How Can a Trait Be both Advantageous and Disadvantageous? (available on request)
It's often claimed that a genotype or phenotype is both advantageous and disadvantageous, or both beneficial and costly, or that it involves tradeoffs between competing resources, or needs, or useful effects.  Though obviously legitimate, such claims have a puzzling aspect.  They seem to imply that a type both increases and decreases fitness relative to alternative types.  I explain that by decomposing fitness into probabilities which contribute to fitness, we can understand claims about such "fitness tradeoffs" as claims about differences in these component probabilities.  I argue that a fitness tradeoff usually involves a certain pattern of relationships between probabilities, and illustrate this pattern using examples based on recent work on the evolution of animal communication.

Environmental Complexity and the Evolution of Cognition
The environmental complexity thesis (ECT) is the claim that natural selection for complex cognitive abilities is the result of living in complex environments.  Peter Godfrey-Smith has argued that the ECT plays a role in several accounts of the evolution of human cognition.  I discuss some variants of ECT and argue the kind of complexity that matters is complexity in the determinants of biological fitness.  I then argue that careful application of existing notions of environmental complexity would lead to the view that nearly every environment is a complex one. Thus there seems to be no distinction between complex and simpler environments which might explain the evolution of cognition.  I explain, however, that there is one sort of environmental complexity which should be particularly favorable to the evolution of cognition, namely rapid intra-generational variation in determinants of fitness.  I point out that some variants of the so-called Machiavellian Intelligence Hypothesis describe such situations.

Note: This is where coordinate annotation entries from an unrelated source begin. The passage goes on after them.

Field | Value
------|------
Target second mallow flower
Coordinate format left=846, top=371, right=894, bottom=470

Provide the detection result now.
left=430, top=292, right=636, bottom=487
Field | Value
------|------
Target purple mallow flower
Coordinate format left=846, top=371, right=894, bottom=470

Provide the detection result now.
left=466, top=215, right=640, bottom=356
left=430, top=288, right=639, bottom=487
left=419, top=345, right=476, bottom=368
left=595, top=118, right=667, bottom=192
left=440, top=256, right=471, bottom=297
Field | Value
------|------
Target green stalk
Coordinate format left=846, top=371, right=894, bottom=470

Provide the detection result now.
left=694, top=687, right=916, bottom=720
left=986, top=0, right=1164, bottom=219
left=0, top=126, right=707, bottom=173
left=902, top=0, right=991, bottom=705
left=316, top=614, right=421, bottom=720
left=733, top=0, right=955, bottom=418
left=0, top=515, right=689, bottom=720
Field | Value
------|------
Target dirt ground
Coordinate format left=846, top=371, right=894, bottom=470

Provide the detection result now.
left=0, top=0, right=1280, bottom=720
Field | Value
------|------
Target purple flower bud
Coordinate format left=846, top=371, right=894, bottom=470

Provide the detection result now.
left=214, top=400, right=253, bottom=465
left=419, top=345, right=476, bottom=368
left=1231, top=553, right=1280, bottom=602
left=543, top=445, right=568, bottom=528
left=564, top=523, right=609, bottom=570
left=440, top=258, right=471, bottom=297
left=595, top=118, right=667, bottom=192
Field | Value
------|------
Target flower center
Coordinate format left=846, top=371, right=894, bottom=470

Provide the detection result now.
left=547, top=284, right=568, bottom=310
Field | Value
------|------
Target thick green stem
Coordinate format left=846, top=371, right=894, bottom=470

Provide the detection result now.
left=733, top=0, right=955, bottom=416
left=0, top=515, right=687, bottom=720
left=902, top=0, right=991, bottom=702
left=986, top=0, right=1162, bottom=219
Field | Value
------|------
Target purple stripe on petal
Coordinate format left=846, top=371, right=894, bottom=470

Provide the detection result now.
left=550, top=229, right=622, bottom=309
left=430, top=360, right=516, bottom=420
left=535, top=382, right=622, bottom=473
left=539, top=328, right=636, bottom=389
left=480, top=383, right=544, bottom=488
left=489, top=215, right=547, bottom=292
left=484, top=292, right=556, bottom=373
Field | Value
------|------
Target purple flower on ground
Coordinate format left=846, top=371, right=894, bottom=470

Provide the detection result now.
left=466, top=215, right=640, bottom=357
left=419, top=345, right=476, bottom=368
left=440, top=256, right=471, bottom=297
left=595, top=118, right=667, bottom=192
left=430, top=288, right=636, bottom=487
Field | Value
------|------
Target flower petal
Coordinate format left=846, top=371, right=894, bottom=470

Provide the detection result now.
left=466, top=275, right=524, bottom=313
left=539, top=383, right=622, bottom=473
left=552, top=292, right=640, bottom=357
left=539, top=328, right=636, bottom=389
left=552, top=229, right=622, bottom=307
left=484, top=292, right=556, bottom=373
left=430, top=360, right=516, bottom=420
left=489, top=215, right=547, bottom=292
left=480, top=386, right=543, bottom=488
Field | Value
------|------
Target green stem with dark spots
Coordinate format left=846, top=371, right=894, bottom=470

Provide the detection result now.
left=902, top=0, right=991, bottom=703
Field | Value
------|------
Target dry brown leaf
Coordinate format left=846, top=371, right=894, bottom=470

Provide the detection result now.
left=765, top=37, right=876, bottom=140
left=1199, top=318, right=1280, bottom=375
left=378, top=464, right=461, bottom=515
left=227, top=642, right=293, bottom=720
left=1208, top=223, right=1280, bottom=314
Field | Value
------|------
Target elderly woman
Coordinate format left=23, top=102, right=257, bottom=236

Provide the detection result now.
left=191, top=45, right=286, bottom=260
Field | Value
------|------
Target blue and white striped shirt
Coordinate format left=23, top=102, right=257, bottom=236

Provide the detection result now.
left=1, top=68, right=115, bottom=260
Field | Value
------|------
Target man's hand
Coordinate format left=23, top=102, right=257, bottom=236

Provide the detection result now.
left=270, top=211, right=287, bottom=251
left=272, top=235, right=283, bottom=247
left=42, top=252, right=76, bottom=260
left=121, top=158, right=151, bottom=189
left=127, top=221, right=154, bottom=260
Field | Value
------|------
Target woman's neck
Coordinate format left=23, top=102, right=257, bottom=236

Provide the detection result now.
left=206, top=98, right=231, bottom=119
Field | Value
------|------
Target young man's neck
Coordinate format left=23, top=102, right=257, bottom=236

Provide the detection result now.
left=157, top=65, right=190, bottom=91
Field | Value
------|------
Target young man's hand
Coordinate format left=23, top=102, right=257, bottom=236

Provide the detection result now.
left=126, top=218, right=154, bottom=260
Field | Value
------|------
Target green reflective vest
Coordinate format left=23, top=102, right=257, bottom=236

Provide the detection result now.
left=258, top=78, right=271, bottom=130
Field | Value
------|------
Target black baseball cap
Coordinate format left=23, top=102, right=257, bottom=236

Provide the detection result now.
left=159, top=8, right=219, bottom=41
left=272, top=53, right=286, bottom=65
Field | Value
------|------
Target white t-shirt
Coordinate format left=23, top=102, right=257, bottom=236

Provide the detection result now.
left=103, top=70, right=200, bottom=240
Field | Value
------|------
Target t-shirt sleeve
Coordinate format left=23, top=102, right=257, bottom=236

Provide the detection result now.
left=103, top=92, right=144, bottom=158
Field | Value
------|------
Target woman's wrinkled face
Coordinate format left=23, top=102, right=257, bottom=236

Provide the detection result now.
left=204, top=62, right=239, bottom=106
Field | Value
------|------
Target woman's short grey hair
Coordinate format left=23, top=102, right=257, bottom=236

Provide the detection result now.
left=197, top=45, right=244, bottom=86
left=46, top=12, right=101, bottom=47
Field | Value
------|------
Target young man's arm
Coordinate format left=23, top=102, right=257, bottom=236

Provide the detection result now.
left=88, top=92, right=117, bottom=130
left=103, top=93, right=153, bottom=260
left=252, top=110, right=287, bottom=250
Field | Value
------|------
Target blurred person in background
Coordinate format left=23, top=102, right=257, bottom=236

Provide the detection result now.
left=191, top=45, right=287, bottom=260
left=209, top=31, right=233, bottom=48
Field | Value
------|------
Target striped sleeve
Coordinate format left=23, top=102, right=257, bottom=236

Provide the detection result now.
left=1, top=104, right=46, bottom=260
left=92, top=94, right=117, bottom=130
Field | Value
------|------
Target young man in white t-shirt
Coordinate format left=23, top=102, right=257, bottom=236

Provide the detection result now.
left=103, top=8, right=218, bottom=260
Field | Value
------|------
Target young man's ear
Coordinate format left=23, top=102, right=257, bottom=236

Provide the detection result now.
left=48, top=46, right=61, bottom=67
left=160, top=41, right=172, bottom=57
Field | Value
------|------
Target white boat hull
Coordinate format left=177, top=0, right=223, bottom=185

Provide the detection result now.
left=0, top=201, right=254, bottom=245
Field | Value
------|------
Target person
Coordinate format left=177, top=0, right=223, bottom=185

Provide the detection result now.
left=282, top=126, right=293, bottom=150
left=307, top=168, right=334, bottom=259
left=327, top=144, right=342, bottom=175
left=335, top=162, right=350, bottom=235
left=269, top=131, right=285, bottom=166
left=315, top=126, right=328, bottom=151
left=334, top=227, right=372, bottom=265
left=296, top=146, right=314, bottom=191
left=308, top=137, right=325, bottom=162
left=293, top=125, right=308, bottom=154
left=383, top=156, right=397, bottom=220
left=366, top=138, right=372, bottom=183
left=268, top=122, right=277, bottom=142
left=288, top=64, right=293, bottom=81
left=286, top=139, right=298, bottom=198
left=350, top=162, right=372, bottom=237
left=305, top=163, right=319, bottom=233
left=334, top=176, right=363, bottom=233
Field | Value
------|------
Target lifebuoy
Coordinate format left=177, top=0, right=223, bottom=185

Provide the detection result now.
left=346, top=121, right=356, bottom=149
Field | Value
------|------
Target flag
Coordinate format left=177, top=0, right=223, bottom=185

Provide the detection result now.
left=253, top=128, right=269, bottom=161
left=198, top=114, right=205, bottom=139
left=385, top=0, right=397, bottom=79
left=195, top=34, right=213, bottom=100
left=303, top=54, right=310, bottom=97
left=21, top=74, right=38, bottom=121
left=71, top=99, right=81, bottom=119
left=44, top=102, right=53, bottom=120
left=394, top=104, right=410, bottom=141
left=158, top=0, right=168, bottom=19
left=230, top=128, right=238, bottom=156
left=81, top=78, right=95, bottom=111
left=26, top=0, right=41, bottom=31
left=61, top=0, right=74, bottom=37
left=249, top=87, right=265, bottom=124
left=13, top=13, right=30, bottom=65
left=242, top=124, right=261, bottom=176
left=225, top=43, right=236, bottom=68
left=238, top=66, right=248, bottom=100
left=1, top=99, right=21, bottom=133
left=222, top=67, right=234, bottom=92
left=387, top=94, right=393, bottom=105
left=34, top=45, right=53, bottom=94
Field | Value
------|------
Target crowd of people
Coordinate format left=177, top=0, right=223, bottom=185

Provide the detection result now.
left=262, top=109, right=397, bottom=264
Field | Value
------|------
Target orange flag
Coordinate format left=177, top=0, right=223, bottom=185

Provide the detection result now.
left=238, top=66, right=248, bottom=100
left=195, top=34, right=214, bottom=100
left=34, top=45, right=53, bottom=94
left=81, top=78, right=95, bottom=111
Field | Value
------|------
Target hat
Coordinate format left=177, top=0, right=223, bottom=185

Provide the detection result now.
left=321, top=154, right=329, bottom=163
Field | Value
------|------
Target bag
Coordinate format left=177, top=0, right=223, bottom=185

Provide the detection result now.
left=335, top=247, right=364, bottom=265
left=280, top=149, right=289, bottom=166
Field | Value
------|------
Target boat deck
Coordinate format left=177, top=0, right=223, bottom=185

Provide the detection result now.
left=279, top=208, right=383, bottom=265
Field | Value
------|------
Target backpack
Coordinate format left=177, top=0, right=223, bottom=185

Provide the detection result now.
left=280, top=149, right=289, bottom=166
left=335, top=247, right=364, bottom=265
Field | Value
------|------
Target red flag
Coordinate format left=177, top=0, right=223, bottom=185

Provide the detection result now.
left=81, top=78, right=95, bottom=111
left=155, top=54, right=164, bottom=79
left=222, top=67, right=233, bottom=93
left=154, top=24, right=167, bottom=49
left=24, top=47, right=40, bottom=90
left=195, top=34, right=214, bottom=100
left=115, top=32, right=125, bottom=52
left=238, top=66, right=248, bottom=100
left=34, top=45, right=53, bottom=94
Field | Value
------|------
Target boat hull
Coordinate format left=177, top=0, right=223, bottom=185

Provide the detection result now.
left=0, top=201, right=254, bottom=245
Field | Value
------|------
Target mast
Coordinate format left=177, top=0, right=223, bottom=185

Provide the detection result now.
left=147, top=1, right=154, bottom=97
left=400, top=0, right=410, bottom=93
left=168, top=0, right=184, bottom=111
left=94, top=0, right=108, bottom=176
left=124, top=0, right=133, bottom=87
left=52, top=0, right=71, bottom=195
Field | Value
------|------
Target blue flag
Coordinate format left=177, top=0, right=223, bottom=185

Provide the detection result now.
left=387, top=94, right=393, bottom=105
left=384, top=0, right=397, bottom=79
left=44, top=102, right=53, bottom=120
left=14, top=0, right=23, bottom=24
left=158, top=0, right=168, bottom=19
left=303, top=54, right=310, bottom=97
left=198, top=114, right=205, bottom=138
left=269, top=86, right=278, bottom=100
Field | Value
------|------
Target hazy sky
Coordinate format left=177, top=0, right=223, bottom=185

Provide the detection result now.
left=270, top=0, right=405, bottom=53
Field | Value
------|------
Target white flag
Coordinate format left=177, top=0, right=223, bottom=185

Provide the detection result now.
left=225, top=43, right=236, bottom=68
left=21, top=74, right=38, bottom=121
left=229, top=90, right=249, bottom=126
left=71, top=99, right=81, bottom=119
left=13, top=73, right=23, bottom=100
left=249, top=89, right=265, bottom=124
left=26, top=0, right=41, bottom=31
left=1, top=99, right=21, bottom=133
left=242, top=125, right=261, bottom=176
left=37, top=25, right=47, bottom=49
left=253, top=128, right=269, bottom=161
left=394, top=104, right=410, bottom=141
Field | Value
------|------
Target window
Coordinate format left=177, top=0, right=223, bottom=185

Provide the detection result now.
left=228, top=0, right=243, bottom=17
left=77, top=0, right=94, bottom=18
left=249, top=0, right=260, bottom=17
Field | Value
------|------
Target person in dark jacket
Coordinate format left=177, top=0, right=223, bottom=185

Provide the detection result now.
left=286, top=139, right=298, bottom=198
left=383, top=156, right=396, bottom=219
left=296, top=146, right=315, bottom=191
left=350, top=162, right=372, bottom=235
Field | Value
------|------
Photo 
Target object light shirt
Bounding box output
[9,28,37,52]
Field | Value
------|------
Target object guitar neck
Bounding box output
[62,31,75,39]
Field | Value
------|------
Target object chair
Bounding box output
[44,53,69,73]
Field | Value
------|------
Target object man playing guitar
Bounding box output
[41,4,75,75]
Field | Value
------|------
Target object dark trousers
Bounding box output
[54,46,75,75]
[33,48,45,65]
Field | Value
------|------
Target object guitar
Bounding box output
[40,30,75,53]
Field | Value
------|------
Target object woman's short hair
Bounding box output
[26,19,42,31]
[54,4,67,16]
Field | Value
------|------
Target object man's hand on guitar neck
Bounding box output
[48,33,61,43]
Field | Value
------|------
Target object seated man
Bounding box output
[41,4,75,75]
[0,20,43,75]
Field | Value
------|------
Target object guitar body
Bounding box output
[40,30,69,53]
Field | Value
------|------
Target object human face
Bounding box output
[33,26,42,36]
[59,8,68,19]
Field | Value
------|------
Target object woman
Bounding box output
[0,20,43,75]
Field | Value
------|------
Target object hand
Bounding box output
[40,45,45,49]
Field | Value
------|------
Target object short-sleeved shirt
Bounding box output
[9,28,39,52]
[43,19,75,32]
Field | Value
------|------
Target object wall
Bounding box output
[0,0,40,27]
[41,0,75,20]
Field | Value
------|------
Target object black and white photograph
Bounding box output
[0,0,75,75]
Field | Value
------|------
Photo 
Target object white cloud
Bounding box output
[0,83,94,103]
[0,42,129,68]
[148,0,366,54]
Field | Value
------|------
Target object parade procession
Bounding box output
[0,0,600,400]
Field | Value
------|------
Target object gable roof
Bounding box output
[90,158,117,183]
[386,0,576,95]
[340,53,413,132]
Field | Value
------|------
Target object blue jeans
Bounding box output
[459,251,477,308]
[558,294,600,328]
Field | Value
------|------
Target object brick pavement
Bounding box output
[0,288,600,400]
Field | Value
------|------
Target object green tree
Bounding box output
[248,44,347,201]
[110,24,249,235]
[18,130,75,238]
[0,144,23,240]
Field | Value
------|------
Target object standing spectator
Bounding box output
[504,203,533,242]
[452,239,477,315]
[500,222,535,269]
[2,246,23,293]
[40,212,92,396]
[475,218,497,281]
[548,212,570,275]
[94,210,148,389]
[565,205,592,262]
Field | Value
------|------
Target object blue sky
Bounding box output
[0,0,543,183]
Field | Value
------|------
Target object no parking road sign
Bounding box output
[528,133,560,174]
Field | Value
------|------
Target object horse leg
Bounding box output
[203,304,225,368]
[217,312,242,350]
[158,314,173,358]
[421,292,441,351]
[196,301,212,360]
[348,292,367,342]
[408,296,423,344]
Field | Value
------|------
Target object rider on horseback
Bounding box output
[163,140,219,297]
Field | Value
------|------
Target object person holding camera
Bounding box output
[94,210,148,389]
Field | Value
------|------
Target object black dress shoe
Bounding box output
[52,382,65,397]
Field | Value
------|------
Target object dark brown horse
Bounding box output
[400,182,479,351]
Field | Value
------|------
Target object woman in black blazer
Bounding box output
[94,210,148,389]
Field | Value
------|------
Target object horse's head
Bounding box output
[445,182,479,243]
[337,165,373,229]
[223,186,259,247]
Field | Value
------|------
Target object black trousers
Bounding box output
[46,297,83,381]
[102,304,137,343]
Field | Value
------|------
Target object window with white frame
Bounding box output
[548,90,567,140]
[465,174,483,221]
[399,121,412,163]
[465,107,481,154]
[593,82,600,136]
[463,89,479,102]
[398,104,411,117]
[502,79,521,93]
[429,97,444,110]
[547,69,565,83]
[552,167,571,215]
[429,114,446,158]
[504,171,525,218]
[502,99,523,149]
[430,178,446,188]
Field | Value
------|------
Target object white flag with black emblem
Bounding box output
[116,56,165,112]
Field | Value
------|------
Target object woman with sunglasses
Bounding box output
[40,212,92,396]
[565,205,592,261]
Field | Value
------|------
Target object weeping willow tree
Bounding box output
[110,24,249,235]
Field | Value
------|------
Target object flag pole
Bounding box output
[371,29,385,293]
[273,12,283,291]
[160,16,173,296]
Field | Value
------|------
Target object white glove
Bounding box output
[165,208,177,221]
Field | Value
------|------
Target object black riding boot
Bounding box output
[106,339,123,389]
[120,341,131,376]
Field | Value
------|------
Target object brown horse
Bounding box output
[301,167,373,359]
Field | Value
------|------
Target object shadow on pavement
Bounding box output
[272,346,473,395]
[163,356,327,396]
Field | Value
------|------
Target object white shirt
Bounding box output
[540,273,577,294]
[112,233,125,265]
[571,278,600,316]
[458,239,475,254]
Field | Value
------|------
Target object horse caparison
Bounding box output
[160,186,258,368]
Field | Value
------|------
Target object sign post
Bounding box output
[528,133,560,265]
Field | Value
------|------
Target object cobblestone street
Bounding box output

Short-Run Mechanistic Probability
This paper sketches a concept of higher-level objective probability ("short-run mechanistic probability", SRMP) inspired partly by a style of explanation of relative frequencies known as the "method of arbitrary functions".  SRMP has the potential to fill the need for a theory of objective probability which has wide application at higher levels and which gives probability causal connections to observed relative frequency (without making it equivalent to relative frequency).  Though this approach provides probabilities on a space of event types, it does not provide probabilities for outcomes on particular trials.  This allows SRMP to coexist with lower-level probabilities which do govern individual trials.

Conference on The Evolution of Cognition: Niche Construction, Culture, and Environmental Complexity, April 23-24, 2005 (I organized this with students at Duke).